We use the following units through all input files:

Time fs, Length AA, Energy eV, Force eV/AA.

Potential

We have supported several MLIP formulations based on an AbstractPotentialManager class to access driver, expedition, and training through workflows.

The example below shows how to define a deepmd potential using the ase backend in a yaml file:

# -- ase interface
potential:
    name: deepmd # name of the potential
    params: # potential-specifc params
        backend: ase # ase or lammps
        model: ./graph.pb

See Potentials section for more details.

Driver

After potential is defined, we need to further specify what simulation would be perfomed in the driver section. A driver (AbstractDriver) is the basic unit with an attacthed ase calculators for basic dynamics tasks, namely, minimisation, molecular dynamics and transition-state search. Through a driver, we can reuse the input file to perform the same simulation with several different backends.

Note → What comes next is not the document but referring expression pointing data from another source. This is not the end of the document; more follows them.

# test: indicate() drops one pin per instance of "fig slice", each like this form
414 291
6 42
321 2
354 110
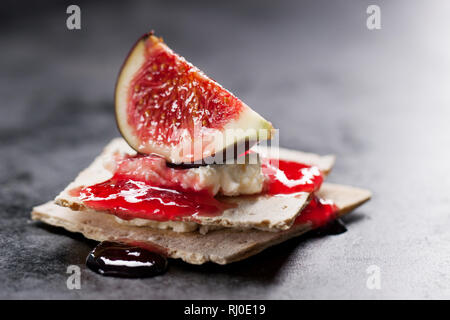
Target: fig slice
166 106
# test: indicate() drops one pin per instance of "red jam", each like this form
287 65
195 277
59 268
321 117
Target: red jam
319 212
287 177
128 194
129 199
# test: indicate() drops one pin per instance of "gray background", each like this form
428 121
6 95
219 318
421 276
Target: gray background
379 100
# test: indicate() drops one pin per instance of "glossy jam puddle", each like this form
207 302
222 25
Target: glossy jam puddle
129 196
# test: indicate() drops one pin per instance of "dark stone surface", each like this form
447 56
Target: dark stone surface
379 100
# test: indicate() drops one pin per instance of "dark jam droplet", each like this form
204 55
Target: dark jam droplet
333 227
125 261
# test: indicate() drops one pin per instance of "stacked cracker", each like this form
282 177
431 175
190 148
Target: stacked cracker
253 224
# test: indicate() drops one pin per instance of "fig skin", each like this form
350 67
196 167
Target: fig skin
132 64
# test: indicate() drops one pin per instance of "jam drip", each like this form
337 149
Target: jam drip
130 193
126 261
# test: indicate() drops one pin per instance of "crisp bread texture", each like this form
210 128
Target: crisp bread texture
250 211
219 246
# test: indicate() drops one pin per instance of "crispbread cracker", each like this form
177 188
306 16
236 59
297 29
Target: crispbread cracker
250 212
219 246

The example below shows how to define a driver in a yaml file:

driver:
    backend: external # this means using the same backend as the calc
    task: md # molecular dynamics (md) or minimisation (min)
    init:
        md_style: nvt # thermostat NVT
        temp: 600 # temperature, Kelvin
        timestep: 1.0 # fs
    run:
        steps: 100

See Driver section for more details.

Scheduler

With potential and driver defined, we can run simulations on local machines (directly in the command line). However, simulations, under most circumstances, would be really heavy even by MLIPs (imagine a 10 ns molecular dynamics). The simulations would ideally be dispatched to high performace clusters (HPCs).

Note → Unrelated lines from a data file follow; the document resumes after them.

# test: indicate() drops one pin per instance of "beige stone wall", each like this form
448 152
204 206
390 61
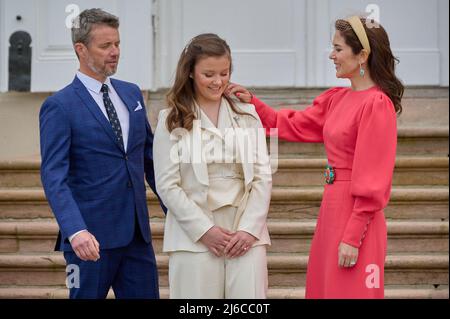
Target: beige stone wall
19 124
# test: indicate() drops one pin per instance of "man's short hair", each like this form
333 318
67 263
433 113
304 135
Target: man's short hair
83 23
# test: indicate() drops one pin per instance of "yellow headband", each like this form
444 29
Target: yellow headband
358 27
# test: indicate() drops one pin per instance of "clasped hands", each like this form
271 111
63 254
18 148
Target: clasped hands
222 242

The example below shows how to define a scheduler in a yaml file:

scheduler:
    # -- currently, we only have slurm :(
    backend: slurm
    # -- scheduler script parameters
    partition: k2-hipri
    ntasks: 1
    time: "0:10:00"
    # -- environment settings
    environs: "conda activate py37\n"

Worker

Worker that combines the above components is what we use throughout various workflows to deal with computations.

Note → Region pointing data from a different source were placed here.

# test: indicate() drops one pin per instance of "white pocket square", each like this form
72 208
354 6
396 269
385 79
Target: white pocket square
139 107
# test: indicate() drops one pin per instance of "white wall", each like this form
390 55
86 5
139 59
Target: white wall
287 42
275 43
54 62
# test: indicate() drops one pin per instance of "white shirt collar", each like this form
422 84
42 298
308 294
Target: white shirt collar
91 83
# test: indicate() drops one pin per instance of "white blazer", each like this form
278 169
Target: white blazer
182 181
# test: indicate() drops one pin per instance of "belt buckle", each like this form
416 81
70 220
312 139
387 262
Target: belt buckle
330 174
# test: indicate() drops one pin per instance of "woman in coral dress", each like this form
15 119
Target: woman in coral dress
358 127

The example below shows how to define a worker in a yaml file:

potential:
    name: deepmd # name of the potential
    backend: ase # ase or lammps
    params: # potential-specifc params
        model: ./graph.pb
driver:
    backend: external
    task: md # molecular dynamics (md) or minimisation (min)
    init:
        md_style: nvt # thermostat NVT
        temp: 600 # temperature, Kelvin
        timestep: 1.0 # fs
    run:
        steps: 100
scheduler:
    backend: slurm
    partition: k2-hipri
    ntasks: 1
    time: "0:10:00"
    environs: "conda activate py37\n"

to run a nvt simulation with given structures by deepmd on a slurm machine

# -- submit jobs...
#    one structure for one job
$ gdp -p ./worker.yaml compute ./frames.xyz
nframes:  2
@@@DriverBasedWorker+run
cand100 JOBID: 10206151
cand96 JOBID: 10206152
@@@DriverBasedWorker+inspect
cand100 is running...
cand96 is running...
@@@DriverBasedWorker+inspect
cand100 is running...
cand96 is running...
@@@DriverBasedWorker+retrieve

# -- wait a few minutes...
#    if jobs are not finished, run the command would retrieve nothing
$ gdp -p ./worker.yaml worker ./frames.xyz
nframes:  2
@@@DriverBasedWorker+run
@@@DriverBasedWorker+inspect
cand100 is running...
cand96 is running...
@@@DriverBasedWorker+inspect
cand100 is running...
cand96 is running...
@@@DriverBasedWorker+retrieve

# -- retrieve results...
$ gdp -p ./worker.yaml worker ./frames.xyz
nframes:  2
@@@DriverBasedWorker+run
@@@DriverBasedWorker+inspect
cand100 is finished...
cand96 is finished...
@@@DriverBasedWorker+inspect
@@@DriverBasedWorker+retrieve
*** read-results time:   0.0280 ***
new_frames: 2 energy of the first: -92.219757
nframes: 2
statistics of total energies: min    -108.5682 max     -92.2198 avg    -100.3940

Note

If scheduler is not set in the yaml file, the default LocalScheduler would be used. In other words, the simulations would be directly run in the command line.